Pointing people to the power of their wellbeing
Time and time again we see the impact of people realising for themselves their own capacity to rise to the occasion, to handle things without stress and to be at their best more often. They are freed from the obligation of their unhelpful habits and instead get to experience their own, natural state of wellbeing and innate intelligence, which is otherwise clouded by those habits. When they see their wellbeing as an internal process, not conditional on external events they have more freedom to navigate their circumstances, whatever they are.
Knowing this is on offer for everyone, without fail, is a powerful thing. But it’s not always easy to point them to it.
In fact, our own unhelpful habits of needing to get the words right, or to ‘help’ others, can cloud our own wisdom when it comes to pointing people to it.
The people we work with frequently say, “I wish my 18 year old self had known this,” or “This would really help my kids/partner/colleague” when they start seeing how much more their minds have to offer. But they get tongue-tied when they start trying to explain it, trying to get the words right instead of transmitting the essence of what they’ve seen for themselves. Often people get caught up in worrying whether the other person will ‘get it’ and what they will think.
They forget the magical and invisible part of the process of understanding, that the capacity to have a realisation is universal and possible in any moment, and that these realisations are the real building block of how we learn. A realisation transforms how we experience the world, it naturally moves our thinking along, and as our thinking changes so does our behaviour.
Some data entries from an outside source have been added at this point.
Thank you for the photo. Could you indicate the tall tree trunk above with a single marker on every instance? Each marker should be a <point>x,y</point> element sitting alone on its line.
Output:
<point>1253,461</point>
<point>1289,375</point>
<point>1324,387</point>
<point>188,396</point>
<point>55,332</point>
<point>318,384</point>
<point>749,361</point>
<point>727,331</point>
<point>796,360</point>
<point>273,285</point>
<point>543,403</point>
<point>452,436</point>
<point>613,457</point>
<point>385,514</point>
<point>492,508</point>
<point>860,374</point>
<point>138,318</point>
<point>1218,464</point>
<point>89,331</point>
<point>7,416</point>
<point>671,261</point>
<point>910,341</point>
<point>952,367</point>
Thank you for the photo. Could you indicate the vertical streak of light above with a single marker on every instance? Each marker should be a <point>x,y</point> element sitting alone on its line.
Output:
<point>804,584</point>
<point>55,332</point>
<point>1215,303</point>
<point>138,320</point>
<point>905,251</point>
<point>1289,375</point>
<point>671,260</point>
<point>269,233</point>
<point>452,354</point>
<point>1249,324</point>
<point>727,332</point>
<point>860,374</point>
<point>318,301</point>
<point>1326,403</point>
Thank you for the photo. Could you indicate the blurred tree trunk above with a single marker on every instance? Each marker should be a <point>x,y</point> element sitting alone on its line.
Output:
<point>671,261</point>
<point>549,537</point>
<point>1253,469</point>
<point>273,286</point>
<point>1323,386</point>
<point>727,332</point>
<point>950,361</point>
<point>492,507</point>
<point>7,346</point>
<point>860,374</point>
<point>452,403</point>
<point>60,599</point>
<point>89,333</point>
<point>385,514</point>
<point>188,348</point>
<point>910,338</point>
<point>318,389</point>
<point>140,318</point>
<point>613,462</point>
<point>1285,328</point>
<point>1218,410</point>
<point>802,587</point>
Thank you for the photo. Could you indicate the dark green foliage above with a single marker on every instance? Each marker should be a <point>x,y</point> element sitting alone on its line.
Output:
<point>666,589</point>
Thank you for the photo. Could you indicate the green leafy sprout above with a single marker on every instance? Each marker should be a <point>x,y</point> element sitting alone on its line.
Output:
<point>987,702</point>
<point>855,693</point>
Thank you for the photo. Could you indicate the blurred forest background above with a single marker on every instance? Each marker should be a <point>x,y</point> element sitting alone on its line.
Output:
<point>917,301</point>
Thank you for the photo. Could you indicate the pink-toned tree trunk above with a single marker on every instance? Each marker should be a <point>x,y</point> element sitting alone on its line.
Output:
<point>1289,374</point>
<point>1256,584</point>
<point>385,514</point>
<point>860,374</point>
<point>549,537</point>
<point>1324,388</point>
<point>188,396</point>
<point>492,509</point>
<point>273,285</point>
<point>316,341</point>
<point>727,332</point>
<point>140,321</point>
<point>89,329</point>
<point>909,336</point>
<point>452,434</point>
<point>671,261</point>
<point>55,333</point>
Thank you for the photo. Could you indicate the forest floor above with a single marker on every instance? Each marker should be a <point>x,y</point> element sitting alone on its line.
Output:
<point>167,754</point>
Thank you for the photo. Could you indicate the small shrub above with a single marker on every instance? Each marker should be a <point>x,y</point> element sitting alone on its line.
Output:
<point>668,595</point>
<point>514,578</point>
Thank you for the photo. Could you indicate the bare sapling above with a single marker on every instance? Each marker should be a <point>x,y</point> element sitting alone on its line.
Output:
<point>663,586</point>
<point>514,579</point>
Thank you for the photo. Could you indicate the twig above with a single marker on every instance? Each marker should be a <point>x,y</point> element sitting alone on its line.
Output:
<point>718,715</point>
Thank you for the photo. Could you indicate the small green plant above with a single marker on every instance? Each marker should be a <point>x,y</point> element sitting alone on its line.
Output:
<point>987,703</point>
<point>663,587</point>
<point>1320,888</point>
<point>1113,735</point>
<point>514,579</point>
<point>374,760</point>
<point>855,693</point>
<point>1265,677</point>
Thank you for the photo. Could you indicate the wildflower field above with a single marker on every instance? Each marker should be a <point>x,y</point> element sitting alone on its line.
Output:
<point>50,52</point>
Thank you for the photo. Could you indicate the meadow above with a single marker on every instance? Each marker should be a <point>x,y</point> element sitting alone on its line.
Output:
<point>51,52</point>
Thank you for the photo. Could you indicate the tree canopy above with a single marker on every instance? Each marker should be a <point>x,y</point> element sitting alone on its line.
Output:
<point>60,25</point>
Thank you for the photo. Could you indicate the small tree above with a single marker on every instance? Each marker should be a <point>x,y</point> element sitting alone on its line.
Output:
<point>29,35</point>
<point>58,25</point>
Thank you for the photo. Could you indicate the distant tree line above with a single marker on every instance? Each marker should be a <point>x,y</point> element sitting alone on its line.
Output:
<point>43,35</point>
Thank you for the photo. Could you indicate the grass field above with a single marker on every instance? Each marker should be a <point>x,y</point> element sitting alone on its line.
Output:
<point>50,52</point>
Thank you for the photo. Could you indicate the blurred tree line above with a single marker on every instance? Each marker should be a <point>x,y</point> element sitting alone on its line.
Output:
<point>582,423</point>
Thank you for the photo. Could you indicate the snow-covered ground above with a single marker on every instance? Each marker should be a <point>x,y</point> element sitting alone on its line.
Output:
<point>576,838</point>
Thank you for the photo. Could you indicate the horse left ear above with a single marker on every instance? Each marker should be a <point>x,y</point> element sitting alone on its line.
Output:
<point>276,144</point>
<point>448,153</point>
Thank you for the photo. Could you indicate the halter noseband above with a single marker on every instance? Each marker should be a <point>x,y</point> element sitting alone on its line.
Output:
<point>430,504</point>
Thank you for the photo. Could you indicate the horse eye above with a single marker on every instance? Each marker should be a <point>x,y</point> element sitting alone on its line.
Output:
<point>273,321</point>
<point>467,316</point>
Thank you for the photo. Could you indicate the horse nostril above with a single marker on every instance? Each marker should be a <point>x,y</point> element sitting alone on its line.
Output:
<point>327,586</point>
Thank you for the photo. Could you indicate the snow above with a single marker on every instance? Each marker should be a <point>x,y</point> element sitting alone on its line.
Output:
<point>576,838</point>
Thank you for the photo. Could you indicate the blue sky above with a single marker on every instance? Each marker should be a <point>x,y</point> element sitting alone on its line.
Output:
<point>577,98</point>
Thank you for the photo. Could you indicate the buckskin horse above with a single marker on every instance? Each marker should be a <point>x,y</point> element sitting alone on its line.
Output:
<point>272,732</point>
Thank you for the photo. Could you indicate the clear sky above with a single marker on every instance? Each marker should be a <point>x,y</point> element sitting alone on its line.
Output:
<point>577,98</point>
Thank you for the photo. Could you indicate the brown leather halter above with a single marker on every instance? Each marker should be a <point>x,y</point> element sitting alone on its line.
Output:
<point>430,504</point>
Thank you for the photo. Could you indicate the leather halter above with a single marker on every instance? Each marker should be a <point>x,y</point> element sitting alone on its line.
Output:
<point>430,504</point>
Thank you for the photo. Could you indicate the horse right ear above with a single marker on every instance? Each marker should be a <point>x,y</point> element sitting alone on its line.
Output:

So in order for people to see this more clearly, we want them to have their own realisations, and their system will do the rest.
Age, class, cultural background and education play no part in our capacity to have realisations, which is why the impact of this understanding is universal. However the way that we point people so that they have a realisation will differ from person to person and moment to moment.
What we’re pointing to something that is really simple, but our conditioning makes it hard to see the simplicity. We use words, diagrams, metaphors and the odd model in order to signpost people so that they look where we are pointing, but the power isn’t in the words or the diagrams, the power is in the other person looking and having an insight for themselves. And our words and diagrams are just one way that we’ve found useful.